The Cleveland Clinic study, published in the New England Journal of Medicine, found that women who received goserelin – a synthetic version of a naturally occurring hormone – during chemotherapy experienced an 8 percent ovarian failure rate, compared to 22 percent among women who did not receive the drug. In addition, 21 percent of women who received goserelin became pregnant within five years post-treatment, compared to 11 percent of women in the control group during the same time frame.
Somlo elaborated on his perspective in this Q and A.
How does this study fit into what you know about goserelin (Zoladex) research and use of the durg?
Anti-hormone therapies have been widely used for treating hormone receptor positive primary and metastatic Stage 4 breast cancer.
Goserelin (Zoladex) is gonadotropin-release hormone (GnRH) agonist. Similar agents have been successfully used previously as part of postsurgical anti-hormone therapy to decrease the chance of disease recurrence by inducing early menopause in premenopausal younger women with hormone receptor positive primary breast cancer both in combination with chemotherapy, and with other anti-hormonal agents. GnRH agonists have also been studied previously, mostly in hormone receptor positive primary breast cancer patients for the purpose of protecting the ovaries for future pregnancies.
What are potential reasons for not using goserelin in these types of patients?
A previous trial in women with mostly hormone receptor positive breast cancer (a type of breast cancer making up about 55 to 60 percent of all primary breast cancers) suggested a protective effect on the ovary, but information on fertility was unavailable.

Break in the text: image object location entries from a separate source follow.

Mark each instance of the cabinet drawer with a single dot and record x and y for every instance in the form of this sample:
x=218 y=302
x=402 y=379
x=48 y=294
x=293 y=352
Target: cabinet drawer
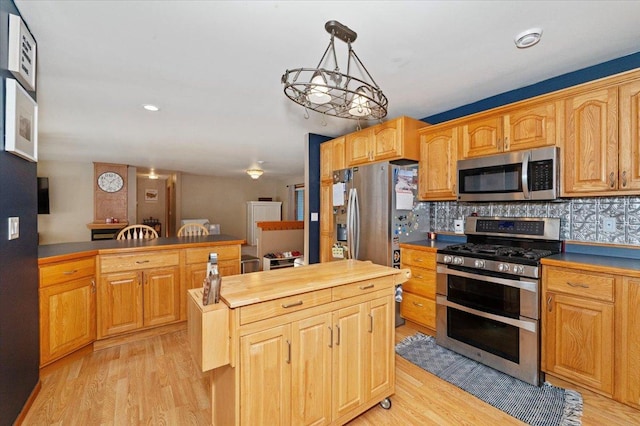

The just published outcome of an international trial (Prevention of Early Menopause Study) coordinated by the Southwest Oncology Group of the U.S., was initiated to address ovarian functional preservation, focusing on hormone receptor negative breast cancer patients, with the goal to assess ovarian failure at two years (defined as no menses for six months, and follicle-stimulating hormone levels in postmenopausal range) and also study survival.
While the results were quite encouraging, in the 218 enrolled really young (median age: 38) patients – with only 135 patients fully evaluable at two years – the ovarian failure rate was 8 percent (5) in the goserelin (Zoladex)-treated group and 22 percent (15) in the chemo only control group, suggesting that the majority of patients would have preserved or recovered their ovarian function, regardless of Zoladex.
There are also side effects associated with Zoladex and its sister drugs, with postmenopausal symptoms such as hot flush interfering with quality of life.
Are there any major limitations in this study? If so, what are they?
A total of 416 patients were to be enrolled with the goal to detect a 15 percent benefit in reducing ovarian failure rate in favor of the goserelin (Zoladex) plus chemotherapy vs. chemotherapy alone treatment group. The study was conducted between 2004-2011, and was conducted only in hormone receptor breast cancer patients. It closed early due to loss of funding.
The results turned out to be impressive, revealing a 20 percent difference in preservation of ovarian function favoring Zoladex, even though only 257 patients with premenopausal hormone receptor negative breast cancer were randomized to receive Zoladex and chemotherapy versus chemotherapy alone. Due to long study period and a smaller-than-planned number of patients studied, there were a lot of missing data points, and only 135 patients were fully evaluable with all data available at two years of follow-up from treatment.
While the four-year projected survival benefit of 92 percent in those treated with goserelin and chemo vs. 82 percent treated without goserelin is intriguing, this finding in particular needs confirmation in other trials.
Do you have anything you’d like to add?
Postsurgical chemo and hormonal therapies lead to either temporary or permanent ovarian failure, depriving women of the ability to become pregnant and resulting in menopausal symptoms.
The use of Zoladex allowed for 22 pregnancies and 18 babies born in contrast to 12 pregnancies and babies in the group treated without Zoladex. This study provides evidence that GnRH agonists such as Zoladex may provide an alternative strategy to egg harvesting and embryo cryopreservation (expensive methods that – while becoming more and more successful – when utilized in a rush prior to starting treatment of breast cancer, may also require the immediate availability of a partner, can delay treatment and carry a very high price tag).